The latest evidence of the Kitchener–Waterloo region’s ongoing tech boom takes the form of a permanent art installation in one of its newest office buildings. Looking to build on the region’s momentum, Perimeter Development Corporation recently commissioned Toronto’s Dubbeldam Architecture + Design to bring something “funky, dynamic and bold” to the lobby of 345 King West.
The studio responded with Binary Spectrum, a cloud-like mass of colourful acrylic discs that stream down like binary code. While the futuristic showpiece was initially developed using parametric digital modelling tools, the physical outcome also harks back to Kitchener’s roots as a manufacturing town by tapping into custom fabrication.
In total, the piece encompasses 8,000 plastic discs — each cut by the team at Sixpenny Architectural Fabrication and threaded onto one of 650 steel wires that terminate in weighted tungsten fishing sinkers.

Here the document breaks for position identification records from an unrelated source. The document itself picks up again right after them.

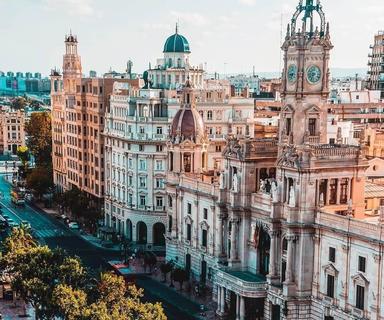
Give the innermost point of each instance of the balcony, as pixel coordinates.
(243, 282)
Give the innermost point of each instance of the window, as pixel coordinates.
(142, 182)
(189, 232)
(361, 264)
(312, 127)
(288, 122)
(142, 164)
(360, 297)
(344, 191)
(332, 254)
(159, 165)
(130, 197)
(330, 286)
(159, 183)
(204, 238)
(333, 191)
(159, 202)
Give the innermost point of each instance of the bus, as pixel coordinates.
(18, 196)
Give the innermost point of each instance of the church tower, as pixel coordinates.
(312, 173)
(71, 64)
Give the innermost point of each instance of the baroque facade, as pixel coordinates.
(280, 230)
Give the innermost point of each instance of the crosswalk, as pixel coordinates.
(51, 233)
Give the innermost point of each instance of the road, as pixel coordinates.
(55, 234)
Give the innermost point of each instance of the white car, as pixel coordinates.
(73, 225)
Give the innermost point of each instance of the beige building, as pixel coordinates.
(12, 134)
(78, 108)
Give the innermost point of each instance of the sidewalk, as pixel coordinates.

To prepare for installation, these discs were then packed into individual bags labelled with Battleship-like coordinates. Once on-site, each cable was hung from its corresponding section of a metal grid structure painted white to blend in with the ceiling above.
The longest strands extend more than two-thirds of the way down the three-storey atrium. “We wanted to optimize the volume of the installation, but we needed to make sure that someone couldn’t just pull down the art,” says studio principal Heather Dubbeldam. She knew they’d found the perfect height when the firm’s design director (and occasional basketball player) Scott Sampson couldn’t reach the strands on his highest jumps.
To round out the project, Dubbeldam sourced stools from Muuto and sculptural seating from Tacchini that mimic icebergs — a natural vantage point for the technicolour rainstorm overhead.
While the strands are placed far enough apart to avoid any possible entanglements, they gently sway with the movement of people in the lobby. The discs themselves also change appearance from circular to linear based on a viewer’s perspective. In this way, the shape-shifting piece recalls Kitchener–Waterloo itself: a region in motion.
Dubbeldam created the shape-shifting art installation Binary Spectrum for Perimeter Development Corporation’s new office lobby.